Not to take away from Columbus. It took cajones to pack an inadequate amount of supplies into a trio of rickety boats and set sail on an uncharted course.

Pilgrims

And while I’m on the topic of faultily referenced cranial accoutrements, can we please do away with the damn pilgrim buckle-hats? Pilgrims weren’t walking around dressed in all-black like some teen emo mope-fiends, feeling morose, moody and rejected by their native country, nor did they wear hats with curiously useless buckles on the front. The visuals of buckle-laden Pilgrims come from the 19th century, in an effort to evoke a more quaint, cutesy picture of history.

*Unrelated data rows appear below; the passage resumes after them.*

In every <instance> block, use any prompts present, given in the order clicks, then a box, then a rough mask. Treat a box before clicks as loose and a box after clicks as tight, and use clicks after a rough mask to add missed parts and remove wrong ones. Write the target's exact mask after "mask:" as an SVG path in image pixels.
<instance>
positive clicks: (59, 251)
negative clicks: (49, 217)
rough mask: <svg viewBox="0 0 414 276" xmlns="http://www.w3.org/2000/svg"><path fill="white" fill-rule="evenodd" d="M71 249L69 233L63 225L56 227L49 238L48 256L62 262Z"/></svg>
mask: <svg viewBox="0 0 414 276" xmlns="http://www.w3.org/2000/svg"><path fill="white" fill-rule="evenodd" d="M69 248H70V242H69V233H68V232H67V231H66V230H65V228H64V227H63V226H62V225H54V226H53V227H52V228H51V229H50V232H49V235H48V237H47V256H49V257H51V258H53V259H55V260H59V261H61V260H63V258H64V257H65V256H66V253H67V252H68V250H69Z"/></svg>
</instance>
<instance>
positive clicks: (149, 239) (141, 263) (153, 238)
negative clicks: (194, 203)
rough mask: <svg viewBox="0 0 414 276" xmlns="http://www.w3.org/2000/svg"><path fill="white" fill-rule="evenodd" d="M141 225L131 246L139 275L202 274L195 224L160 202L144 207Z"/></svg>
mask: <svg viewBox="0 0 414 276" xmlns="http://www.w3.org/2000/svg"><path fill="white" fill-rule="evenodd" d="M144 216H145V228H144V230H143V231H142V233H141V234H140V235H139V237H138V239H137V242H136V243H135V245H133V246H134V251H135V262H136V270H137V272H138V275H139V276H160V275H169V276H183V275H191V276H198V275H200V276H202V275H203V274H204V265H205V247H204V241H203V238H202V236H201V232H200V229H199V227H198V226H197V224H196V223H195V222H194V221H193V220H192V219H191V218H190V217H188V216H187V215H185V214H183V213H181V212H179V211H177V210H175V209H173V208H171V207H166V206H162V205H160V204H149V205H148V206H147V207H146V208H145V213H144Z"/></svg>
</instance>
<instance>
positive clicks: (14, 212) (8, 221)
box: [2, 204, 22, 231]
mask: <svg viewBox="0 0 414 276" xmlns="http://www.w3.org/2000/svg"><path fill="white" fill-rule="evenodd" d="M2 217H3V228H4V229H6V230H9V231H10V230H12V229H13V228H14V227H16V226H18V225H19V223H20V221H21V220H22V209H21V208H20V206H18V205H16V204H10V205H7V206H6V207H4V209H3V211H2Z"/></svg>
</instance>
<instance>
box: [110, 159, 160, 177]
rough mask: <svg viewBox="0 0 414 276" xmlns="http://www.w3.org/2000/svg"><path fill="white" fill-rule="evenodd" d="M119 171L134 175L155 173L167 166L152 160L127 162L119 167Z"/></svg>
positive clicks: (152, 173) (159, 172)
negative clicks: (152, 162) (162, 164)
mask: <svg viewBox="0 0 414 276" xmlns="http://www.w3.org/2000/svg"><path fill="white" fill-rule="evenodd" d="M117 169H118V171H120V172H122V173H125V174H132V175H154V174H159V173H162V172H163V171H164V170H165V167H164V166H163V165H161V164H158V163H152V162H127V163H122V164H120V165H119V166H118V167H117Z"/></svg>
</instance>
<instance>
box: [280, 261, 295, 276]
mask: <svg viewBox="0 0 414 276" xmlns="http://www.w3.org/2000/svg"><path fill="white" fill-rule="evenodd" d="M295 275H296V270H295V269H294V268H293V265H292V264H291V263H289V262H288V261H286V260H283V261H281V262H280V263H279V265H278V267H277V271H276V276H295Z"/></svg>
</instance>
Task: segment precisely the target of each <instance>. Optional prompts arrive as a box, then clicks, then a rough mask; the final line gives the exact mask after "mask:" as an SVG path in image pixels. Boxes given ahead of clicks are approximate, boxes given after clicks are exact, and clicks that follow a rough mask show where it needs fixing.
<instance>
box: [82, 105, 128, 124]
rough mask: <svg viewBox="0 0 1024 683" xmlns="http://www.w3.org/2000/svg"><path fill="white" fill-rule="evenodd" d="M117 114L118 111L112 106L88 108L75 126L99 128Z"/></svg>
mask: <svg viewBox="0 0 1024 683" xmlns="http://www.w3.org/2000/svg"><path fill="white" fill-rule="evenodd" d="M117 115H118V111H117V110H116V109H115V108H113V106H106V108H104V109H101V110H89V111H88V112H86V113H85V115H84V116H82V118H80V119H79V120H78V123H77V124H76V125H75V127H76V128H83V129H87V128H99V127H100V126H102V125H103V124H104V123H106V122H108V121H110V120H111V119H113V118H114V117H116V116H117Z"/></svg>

Oh, and that ‘first Thanksgiving’… not quite. The Spanish colony in St. Augustine, Florida was being thankful for what they’d been given back in 1565. The early settlers in Frobisher Bay (up in what is now Nunavut) held Thanksgiving in 1578. Even in Jamestown, Virginia, Thanksgiving was held in 1607. The myth of the 1621 turkey-fest at Plymouth Rock was the work of Sara Josepha Hale, a 19th century writer who spent years pushing for Thanksgiving to be an official American holiday.

You see? This is why I doubt history. A political lobbying campaign based on a myth becomes a widely-accepted fact.

Pasta

And because I’m getting a little hungry, I’m going to finish up with a  smudged portion of food history. Again, I distinctly remember learning about this myth in school, the one about how Marco Polo trekked all the way to China and returned with a bucket of pasta upon which the Italians subsequently built their entire cuisine. It turns out that isn’t exactly true.

Marco did describe something similar to lasagna in his travels, but he described it using a term that he already knew. Durum wheat, the basis of the pasta we know and love today, showed up in the boot known as Italy when the Libyan Arabs conquered the island of Sicily way back in the late 7th century, roughly six hundred years before Marco wandered off to the far east.

Why do we believe the Polo-pasta myth? Salesmanship, of course. The Macaroni Journal, a publication put out by a conglomeration of food industries in an attempt to normalize pasta as a dish in the United States, first spread this lie. And because no one really knew enough to dispute it – except those who were specifically educated in Marco’s journeys, which wasn’t many people – it just became absorbed as truth among the masses.

History is full of lies. Kind of like the present. The moral here… don’t believe anything.